LAURA (1944), de Otto Preminger |
A gestão das imagens — de qualquer imagem — envolve sempre alguma visão do mundo (e não necessariamente das mais saudáveis) — este texto foi publicado no Diário de Notícias (7 Junho).
Eis uma imagem lendária da história da cinefilia. O detective Mark McPherson (Dana Andrews) contempla o retrato de Laura Hunt (Gene Tierney), cuja morte anda a investigar — no seu olhar há algo de religioso porque, como um amigo já lhe fez sentir, ele apaixonou-se por uma morta.
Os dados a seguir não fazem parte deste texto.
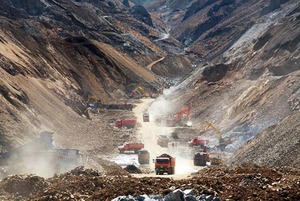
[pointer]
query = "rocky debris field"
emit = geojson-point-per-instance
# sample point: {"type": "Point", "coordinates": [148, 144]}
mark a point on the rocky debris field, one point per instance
{"type": "Point", "coordinates": [213, 183]}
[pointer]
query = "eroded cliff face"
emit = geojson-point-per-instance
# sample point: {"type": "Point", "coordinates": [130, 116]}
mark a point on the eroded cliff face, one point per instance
{"type": "Point", "coordinates": [54, 54]}
{"type": "Point", "coordinates": [247, 75]}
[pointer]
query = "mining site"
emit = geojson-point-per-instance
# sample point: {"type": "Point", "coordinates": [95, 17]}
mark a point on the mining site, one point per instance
{"type": "Point", "coordinates": [154, 100]}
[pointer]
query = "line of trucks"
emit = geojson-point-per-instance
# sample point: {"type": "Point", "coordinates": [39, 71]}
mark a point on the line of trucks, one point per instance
{"type": "Point", "coordinates": [163, 163]}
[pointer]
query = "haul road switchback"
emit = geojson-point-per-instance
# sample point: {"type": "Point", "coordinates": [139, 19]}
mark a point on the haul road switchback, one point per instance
{"type": "Point", "coordinates": [149, 134]}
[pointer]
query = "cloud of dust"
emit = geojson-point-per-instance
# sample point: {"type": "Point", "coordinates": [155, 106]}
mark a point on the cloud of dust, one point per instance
{"type": "Point", "coordinates": [162, 106]}
{"type": "Point", "coordinates": [40, 157]}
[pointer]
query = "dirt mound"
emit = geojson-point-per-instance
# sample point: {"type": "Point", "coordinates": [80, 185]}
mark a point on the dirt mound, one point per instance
{"type": "Point", "coordinates": [235, 183]}
{"type": "Point", "coordinates": [132, 169]}
{"type": "Point", "coordinates": [23, 185]}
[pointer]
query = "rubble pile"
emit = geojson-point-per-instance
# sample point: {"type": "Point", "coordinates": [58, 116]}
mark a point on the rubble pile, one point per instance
{"type": "Point", "coordinates": [132, 169]}
{"type": "Point", "coordinates": [22, 185]}
{"type": "Point", "coordinates": [233, 183]}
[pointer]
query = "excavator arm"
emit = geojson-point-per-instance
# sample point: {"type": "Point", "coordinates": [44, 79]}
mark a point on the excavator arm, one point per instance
{"type": "Point", "coordinates": [187, 113]}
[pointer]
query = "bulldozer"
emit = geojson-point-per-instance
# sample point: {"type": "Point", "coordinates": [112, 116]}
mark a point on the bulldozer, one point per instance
{"type": "Point", "coordinates": [181, 119]}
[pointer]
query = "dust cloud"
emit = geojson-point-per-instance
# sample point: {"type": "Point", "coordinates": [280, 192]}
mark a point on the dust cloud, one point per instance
{"type": "Point", "coordinates": [150, 132]}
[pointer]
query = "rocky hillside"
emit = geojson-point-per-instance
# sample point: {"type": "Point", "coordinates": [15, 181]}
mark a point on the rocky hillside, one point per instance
{"type": "Point", "coordinates": [54, 54]}
{"type": "Point", "coordinates": [248, 70]}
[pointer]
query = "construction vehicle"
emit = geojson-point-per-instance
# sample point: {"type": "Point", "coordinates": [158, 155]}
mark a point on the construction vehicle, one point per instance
{"type": "Point", "coordinates": [164, 164]}
{"type": "Point", "coordinates": [198, 142]}
{"type": "Point", "coordinates": [181, 119]}
{"type": "Point", "coordinates": [215, 160]}
{"type": "Point", "coordinates": [222, 142]}
{"type": "Point", "coordinates": [128, 123]}
{"type": "Point", "coordinates": [200, 158]}
{"type": "Point", "coordinates": [139, 92]}
{"type": "Point", "coordinates": [143, 156]}
{"type": "Point", "coordinates": [41, 157]}
{"type": "Point", "coordinates": [128, 147]}
{"type": "Point", "coordinates": [146, 117]}
{"type": "Point", "coordinates": [163, 141]}
{"type": "Point", "coordinates": [123, 106]}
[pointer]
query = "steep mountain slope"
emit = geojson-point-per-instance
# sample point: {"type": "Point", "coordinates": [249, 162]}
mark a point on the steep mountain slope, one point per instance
{"type": "Point", "coordinates": [54, 54]}
{"type": "Point", "coordinates": [254, 82]}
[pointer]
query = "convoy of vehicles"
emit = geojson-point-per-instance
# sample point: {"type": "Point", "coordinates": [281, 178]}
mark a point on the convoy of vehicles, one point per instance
{"type": "Point", "coordinates": [129, 147]}
{"type": "Point", "coordinates": [128, 123]}
{"type": "Point", "coordinates": [164, 164]}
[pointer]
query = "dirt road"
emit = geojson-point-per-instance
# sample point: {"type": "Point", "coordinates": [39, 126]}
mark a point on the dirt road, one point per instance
{"type": "Point", "coordinates": [149, 132]}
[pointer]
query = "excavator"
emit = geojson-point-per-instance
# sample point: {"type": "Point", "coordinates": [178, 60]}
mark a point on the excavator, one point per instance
{"type": "Point", "coordinates": [222, 142]}
{"type": "Point", "coordinates": [139, 92]}
{"type": "Point", "coordinates": [181, 118]}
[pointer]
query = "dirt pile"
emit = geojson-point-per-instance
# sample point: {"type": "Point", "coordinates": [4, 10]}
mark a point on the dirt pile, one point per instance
{"type": "Point", "coordinates": [233, 183]}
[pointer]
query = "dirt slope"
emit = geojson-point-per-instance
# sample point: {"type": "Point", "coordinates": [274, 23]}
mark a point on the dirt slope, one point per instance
{"type": "Point", "coordinates": [252, 83]}
{"type": "Point", "coordinates": [54, 54]}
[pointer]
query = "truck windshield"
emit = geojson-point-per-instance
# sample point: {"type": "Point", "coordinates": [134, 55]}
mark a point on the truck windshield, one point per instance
{"type": "Point", "coordinates": [162, 160]}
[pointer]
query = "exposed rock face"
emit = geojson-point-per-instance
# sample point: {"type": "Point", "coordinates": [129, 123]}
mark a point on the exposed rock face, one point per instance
{"type": "Point", "coordinates": [126, 3]}
{"type": "Point", "coordinates": [141, 14]}
{"type": "Point", "coordinates": [254, 87]}
{"type": "Point", "coordinates": [54, 54]}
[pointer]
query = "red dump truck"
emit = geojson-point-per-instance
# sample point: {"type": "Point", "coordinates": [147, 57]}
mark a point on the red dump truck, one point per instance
{"type": "Point", "coordinates": [164, 164]}
{"type": "Point", "coordinates": [131, 147]}
{"type": "Point", "coordinates": [128, 123]}
{"type": "Point", "coordinates": [201, 158]}
{"type": "Point", "coordinates": [196, 142]}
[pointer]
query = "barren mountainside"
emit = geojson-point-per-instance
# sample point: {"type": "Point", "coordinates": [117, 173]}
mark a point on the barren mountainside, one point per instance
{"type": "Point", "coordinates": [88, 72]}
{"type": "Point", "coordinates": [54, 54]}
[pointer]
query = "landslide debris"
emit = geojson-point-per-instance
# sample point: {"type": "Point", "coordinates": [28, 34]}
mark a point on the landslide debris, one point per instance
{"type": "Point", "coordinates": [234, 183]}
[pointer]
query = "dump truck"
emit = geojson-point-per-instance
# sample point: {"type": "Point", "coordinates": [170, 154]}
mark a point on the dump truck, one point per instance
{"type": "Point", "coordinates": [127, 147]}
{"type": "Point", "coordinates": [200, 158]}
{"type": "Point", "coordinates": [125, 106]}
{"type": "Point", "coordinates": [128, 123]}
{"type": "Point", "coordinates": [198, 142]}
{"type": "Point", "coordinates": [143, 156]}
{"type": "Point", "coordinates": [146, 117]}
{"type": "Point", "coordinates": [164, 164]}
{"type": "Point", "coordinates": [163, 141]}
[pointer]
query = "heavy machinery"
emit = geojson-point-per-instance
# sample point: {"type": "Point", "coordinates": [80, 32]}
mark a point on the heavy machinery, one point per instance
{"type": "Point", "coordinates": [222, 142]}
{"type": "Point", "coordinates": [128, 123]}
{"type": "Point", "coordinates": [41, 157]}
{"type": "Point", "coordinates": [139, 92]}
{"type": "Point", "coordinates": [163, 141]}
{"type": "Point", "coordinates": [143, 156]}
{"type": "Point", "coordinates": [181, 119]}
{"type": "Point", "coordinates": [198, 142]}
{"type": "Point", "coordinates": [164, 164]}
{"type": "Point", "coordinates": [127, 147]}
{"type": "Point", "coordinates": [200, 158]}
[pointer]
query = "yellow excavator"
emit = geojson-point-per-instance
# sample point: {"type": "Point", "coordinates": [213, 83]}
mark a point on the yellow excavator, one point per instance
{"type": "Point", "coordinates": [222, 142]}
É um momento emblemático do filme Laura (1944), de Otto Preminger, obra-prima do filme noir — como o leitor provavelmente recordará, na sequência deste olhar, Mark senta-se num sofá e adormece; ao acordar, Laura aparece-lhe e não é um sonho...
Lembrei-me deste exemplo modelar da nossa relação ambivalente com as imagens a propósito de um episódio recente do universo futebolístico. Assim, na sequência da saída do treinador Jorge Jesus do Benfica, a loja do clube retirou a sua imagem de uma estrutura tridimensional em que ele surgia com os jogadores, assinalando a comemoração do 34º título nacional da equipa.
Fotos: JN |
A mesquinhez moral do gesto é pouco interessante. Em boa verdade, vejo-o apenas como (mais) uma variação dos discursos correntes com que, um pouco por toda a parte (a começar pela televisão), alguns adeptos de Benfica, Sporting e F. C. Porto manifestam o seu clubismo. O que vale a pena questionar é o entendimento do devir histórico que aqui se exprime: quando alguém se transforma em persona non grata, o recalcamento do seu papel histórico (seja ele qual for) manifesta-se através da supressão da respectiva imagem.
Conhecemos as expressões mais brutais deste tipo de relação com o poder evocativo das imagens. Assim, na União Soviética, muitas personalidades caídas em desgraça junto de Josef Estaline foram, pura e simplesmente, suprimidas das fotografias da Revolução de Outubro (recordo um célebre registo de Lenine, a discursar num púlpito: Leon Trotsky e Lev Kamenev, na base do púlpito, a certa altura desapareceram da imagem).
Fotos: Wikipedia |
Bem sabemos que o estalinismo foi um sistema monstruoso que não se limitou a “corrigir” as imagens, muitas vezes fazendo desaparecer as próprias pessoas. E convém não esquecer que o Benfica é apenas (sublinho: apenas) um clube que existe numa sociedade democrática. O que está em causa é o modo como a gestão pública das imagens — ou a gestão das imagens públicas — envolve sempre alguma visão do mundo e, em particular, um sistema específico de (des)valorização de cada ser humano.
Infelizmente, o gesto do Benfica é mesmo um sintoma de uma vontade de não ver que, de uma maneira ou de outra, tem contaminado a consolidação da nossa democracia, desde os tempos já remotos de 1974 — recordo, por exemplo, a supressão de algumas estátuas de figuras da ditadura salazarista no jardim do Campo Grande, em Lisboa. Na prática (ou melhor, na percepção política do mundo), tende a confundir-se a imagem de alguém com um mero emblema de “virgindade” iconográfica ou, então, de “pecado” existencial — quer isto dizer que os nossos olhares estão submetidos a um sistema figurativo enraizado no esquematismo da imprensa cor-de-rosa.